Critical infrastructure in other industries have their weaknesses, too. Utilities, public transportation and the U.S. defense industrial base have all been targeted for attack. Threats to organizations in these critical sectors, if carried out, could have dire impact beyond just the company or agency involved.

While many organizations and agencies are operating under constrained budgets today, security of digital critical infrastructure must be prioritized. Owners of the assets should be following these best practices.

  • Understand the assets – Do a complete and thorough discovery of all assets to fully understand what must be protected and what your attack surface truly is – it often isn’t what your first impression is.
  • Look for existing compromise – Do a compromise assessment to learn if any parts of the network already have a hidden compromise or signs of previously unknown compromise.
  • Use the proper tools – Implement the tools that can monitor for threats, misconfigurations, and other weaknesses and automate response and remediation to reduce time to neutralize the problems that are found.
  • Mind the gaps – This goes back to the first bullet; organizations are typically aware and therefore monitoring and protecting only about 40-50% of the attack surface. The rest are often beyond the purview of even the best endpoint security tools e.g., IoT devices or shadow IT / cloud infrastructure. As a consequence, this puts these assets beyond the visibility of even the best security team.

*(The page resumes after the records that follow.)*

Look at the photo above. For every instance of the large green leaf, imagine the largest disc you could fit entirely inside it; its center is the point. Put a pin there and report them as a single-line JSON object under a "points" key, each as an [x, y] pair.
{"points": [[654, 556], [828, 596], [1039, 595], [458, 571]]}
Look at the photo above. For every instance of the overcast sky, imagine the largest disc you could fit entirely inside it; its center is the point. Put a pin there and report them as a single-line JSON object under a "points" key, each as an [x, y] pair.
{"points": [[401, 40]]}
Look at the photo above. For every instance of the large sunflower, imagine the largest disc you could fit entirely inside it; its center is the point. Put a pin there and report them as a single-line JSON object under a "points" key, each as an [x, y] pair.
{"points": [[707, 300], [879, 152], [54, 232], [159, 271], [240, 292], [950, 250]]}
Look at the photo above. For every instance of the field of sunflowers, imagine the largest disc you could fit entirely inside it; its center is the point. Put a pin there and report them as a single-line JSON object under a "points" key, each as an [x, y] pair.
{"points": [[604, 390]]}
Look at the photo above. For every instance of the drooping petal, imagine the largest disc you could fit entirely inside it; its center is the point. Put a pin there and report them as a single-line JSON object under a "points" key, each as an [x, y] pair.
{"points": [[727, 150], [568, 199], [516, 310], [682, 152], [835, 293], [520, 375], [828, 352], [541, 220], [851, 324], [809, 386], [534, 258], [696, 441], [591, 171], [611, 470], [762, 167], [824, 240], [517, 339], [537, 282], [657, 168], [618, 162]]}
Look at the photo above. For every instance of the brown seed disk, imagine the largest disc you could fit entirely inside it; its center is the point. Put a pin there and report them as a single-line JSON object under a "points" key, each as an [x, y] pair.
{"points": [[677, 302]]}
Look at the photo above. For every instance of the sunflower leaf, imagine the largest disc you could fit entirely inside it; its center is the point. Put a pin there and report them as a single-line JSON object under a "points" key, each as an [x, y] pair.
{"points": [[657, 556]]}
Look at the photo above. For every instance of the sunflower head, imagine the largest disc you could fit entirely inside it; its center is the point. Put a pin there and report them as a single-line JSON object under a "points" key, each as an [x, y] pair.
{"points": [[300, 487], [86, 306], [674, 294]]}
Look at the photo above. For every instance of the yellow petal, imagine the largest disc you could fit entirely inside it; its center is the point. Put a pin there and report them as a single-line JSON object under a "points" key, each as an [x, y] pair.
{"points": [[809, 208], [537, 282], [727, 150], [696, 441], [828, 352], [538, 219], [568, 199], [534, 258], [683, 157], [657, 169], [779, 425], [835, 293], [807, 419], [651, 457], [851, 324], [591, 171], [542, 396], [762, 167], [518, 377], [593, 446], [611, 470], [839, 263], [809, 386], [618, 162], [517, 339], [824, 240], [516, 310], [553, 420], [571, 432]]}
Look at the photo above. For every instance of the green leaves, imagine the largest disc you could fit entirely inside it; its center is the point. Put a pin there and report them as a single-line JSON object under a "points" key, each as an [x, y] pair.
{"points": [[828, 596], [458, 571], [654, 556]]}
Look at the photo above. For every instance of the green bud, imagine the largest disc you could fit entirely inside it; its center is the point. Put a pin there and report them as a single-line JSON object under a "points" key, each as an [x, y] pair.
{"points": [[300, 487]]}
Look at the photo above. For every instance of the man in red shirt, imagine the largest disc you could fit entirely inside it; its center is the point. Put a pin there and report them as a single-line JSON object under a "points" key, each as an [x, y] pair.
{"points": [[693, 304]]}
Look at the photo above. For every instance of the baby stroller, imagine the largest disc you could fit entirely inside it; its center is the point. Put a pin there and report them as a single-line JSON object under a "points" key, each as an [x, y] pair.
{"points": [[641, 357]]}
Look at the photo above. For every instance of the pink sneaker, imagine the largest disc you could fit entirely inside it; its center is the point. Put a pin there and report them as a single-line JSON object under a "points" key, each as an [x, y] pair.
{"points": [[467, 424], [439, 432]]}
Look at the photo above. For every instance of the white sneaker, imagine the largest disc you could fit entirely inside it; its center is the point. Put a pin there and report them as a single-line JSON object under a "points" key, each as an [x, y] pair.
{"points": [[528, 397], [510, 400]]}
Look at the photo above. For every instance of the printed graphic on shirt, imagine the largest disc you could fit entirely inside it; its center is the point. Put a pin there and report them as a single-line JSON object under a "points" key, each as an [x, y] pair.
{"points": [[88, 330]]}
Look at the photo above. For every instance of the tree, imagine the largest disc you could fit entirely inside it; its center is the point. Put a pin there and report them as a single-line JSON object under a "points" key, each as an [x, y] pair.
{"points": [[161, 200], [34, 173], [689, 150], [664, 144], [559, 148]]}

  • Isolate critical assets – First identify the assets that are more critical to business operations and then consider solutions like network segmentation and multi-factor authentication to protect these assets and to monitor and prevent the lateral spread of threats.

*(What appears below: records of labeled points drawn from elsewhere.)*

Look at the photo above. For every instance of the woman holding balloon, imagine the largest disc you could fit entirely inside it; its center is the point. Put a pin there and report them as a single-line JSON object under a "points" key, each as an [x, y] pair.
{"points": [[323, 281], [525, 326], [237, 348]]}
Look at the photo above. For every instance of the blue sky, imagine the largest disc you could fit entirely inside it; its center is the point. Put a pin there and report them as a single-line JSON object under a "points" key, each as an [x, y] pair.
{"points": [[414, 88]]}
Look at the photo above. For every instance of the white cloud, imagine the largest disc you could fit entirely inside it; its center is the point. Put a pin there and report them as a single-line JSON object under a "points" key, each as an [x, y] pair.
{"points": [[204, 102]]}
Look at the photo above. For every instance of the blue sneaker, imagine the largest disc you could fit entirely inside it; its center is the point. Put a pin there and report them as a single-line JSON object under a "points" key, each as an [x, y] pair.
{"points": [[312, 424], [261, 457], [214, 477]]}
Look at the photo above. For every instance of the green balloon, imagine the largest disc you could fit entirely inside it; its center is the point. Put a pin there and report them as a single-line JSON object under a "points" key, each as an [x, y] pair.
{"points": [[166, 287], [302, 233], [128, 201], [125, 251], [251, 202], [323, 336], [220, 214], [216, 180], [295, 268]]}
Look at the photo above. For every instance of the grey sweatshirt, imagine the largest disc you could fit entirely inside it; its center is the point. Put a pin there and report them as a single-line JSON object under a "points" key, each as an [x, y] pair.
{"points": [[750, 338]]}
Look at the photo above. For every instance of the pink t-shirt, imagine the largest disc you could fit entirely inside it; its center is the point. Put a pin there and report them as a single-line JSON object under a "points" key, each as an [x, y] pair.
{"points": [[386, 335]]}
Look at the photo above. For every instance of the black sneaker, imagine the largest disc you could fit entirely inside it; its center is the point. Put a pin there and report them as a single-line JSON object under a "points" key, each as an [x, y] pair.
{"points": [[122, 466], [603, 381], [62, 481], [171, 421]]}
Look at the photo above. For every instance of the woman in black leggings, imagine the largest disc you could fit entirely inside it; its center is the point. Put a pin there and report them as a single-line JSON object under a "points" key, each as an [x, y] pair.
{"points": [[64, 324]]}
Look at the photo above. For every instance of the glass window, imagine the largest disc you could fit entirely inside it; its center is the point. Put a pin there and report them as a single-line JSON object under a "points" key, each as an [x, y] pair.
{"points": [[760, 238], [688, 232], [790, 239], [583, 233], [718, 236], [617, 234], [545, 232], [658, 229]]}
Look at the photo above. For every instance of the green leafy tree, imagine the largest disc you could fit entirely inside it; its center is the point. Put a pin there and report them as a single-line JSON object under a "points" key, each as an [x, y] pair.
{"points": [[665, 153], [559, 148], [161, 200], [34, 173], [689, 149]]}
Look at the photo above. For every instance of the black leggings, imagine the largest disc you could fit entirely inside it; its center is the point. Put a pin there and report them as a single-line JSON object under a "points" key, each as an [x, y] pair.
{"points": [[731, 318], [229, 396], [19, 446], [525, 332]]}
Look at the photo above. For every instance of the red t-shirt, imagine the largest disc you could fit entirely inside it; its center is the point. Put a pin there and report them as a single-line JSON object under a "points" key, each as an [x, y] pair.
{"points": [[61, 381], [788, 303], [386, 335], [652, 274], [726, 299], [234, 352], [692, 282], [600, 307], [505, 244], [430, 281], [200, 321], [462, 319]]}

  • Implement ZTNA – Use zero trust network access techniques to ensure access is not based on assumptions such as a secure perimeter. Remember these days almost every threat at some level manifests as an insider threat – even if it is the result of stealing a victim’s credentials.
  • Make security a continuous process – The practices above aren’t a one-time thing. Security must be a continuous process.

With dedication and diligence, following the best practices above can reduce the risk of cyber threats against digital critical infrastructure.